1 Introduction

Steganography is a method of hiding secret data within a non-secret data (cover) without any visual distortion. Based on the cover, steganography is classified as image, text, audio or video steganography. Image steganography mainly uses spatial and a transform domain to hide the data in LSBs and frequency coefficients of the pixels respectively. LSB substitution and PVD are the most common spatial hiding techniques. PVD uses the difference between pixel values to hide more data bits in noisy relative to smooth areas. However, algorithms hiding binary data show low embedding capacity and the ones with large hiding capacity result in lower imperceptibility [1].

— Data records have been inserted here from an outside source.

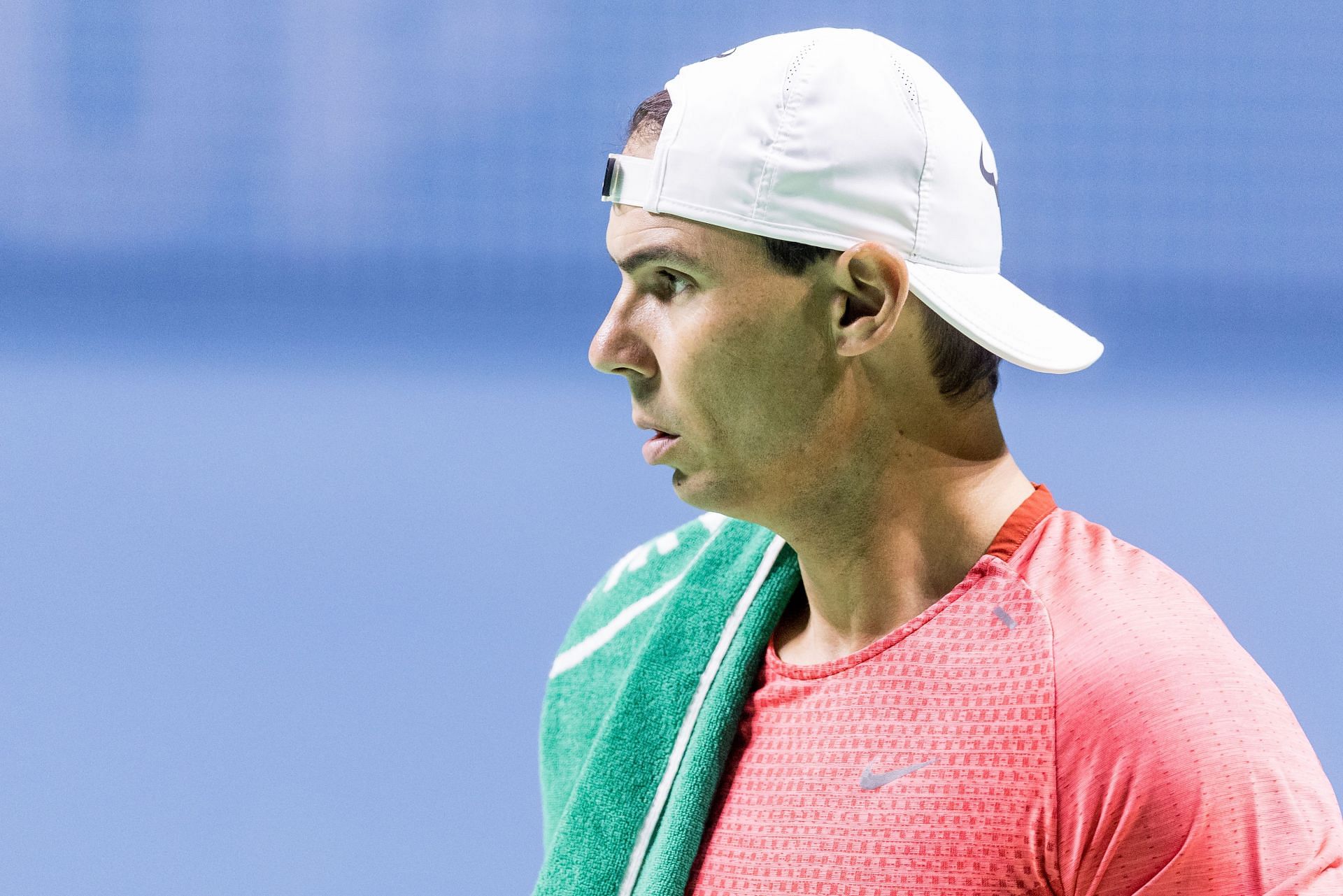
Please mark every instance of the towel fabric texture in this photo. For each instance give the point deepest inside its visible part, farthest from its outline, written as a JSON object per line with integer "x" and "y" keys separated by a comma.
{"x": 1074, "y": 718}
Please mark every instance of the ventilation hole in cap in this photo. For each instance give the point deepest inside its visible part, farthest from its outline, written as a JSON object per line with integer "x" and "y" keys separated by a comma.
{"x": 911, "y": 94}
{"x": 795, "y": 65}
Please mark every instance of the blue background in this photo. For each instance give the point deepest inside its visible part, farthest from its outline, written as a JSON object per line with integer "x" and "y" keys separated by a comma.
{"x": 304, "y": 471}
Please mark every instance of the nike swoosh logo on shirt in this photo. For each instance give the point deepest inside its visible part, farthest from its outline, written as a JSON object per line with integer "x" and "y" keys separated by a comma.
{"x": 871, "y": 781}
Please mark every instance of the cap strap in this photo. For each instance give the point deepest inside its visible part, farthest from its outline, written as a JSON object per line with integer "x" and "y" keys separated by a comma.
{"x": 627, "y": 179}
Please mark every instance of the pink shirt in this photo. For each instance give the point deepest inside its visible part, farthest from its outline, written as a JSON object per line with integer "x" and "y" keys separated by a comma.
{"x": 1074, "y": 718}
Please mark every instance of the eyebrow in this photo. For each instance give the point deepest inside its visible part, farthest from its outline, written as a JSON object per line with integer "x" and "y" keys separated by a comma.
{"x": 661, "y": 253}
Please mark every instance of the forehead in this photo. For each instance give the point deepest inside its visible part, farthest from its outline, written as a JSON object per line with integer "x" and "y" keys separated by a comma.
{"x": 633, "y": 233}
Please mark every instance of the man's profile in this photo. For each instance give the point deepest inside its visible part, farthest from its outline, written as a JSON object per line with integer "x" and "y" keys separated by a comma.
{"x": 883, "y": 659}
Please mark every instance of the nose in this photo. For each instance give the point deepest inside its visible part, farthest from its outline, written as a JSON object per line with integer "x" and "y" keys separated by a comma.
{"x": 618, "y": 347}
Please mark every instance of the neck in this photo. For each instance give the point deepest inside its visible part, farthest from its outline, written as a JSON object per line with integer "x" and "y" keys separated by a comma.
{"x": 876, "y": 551}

To enhance payload and imperceptibility, variants of LSB substitution and PVD have been proposed. Seven-way PVD [15] was proposed using nine-pixel blocks to increase both capacity and Peak Signal-to-Noise Ratio (PSNR). PVD combined with modulus function [18], hiding data in R and B planes, increased payload and PSNR. Nine-pixel differencing with modified LSB [20] readjusted the pixel values to minimize distortion. Nonadaptive PVD resulted in a higher capacity than the adaptive method [21]. Five and eight-way PVD with modified LSB [22] were proposed to get high bit rates, lesser distortion and address falloff boundary problem (pixel exceeding upper (255) or lower (0) range value after substitution). LSB combined with eight directional PVD [23] enhanced capacity, PSNR and evaded steganalysis. Pixel indicator based adaptive LSB and PVD [27] on scrambled RGB images increased capacity by 50%. An adaptive method using LSB and PVD [5] for grayscale images improved both capacity and PSNR. Multi-pixel differencing and LSB [10] embedded data in noisy and smooth blocks of the grayscale image respectively. Construction based data hiding [13] transformed the message into a fingerprint image directly. It resulted in accurate extraction and hard detection of the message. Image steganography robust to JPEG compression [26] was presented by hiding data in channel compressed version of the original image. Data were extracted with exact accuracy. Overlapping block-based PVD [16] obtained from combining color components improved both capacity and PSNR. QVD (quotient value differencing) and MFPVD (modulus function PVD) [24] were combined obtaining higher payload and PSNR respectively. QVD combined with LSB [25] achieved the highest capacity in the available literature but at the cost of reduced PSNR. A literature review of spatial domain steganography techniques follows in [7].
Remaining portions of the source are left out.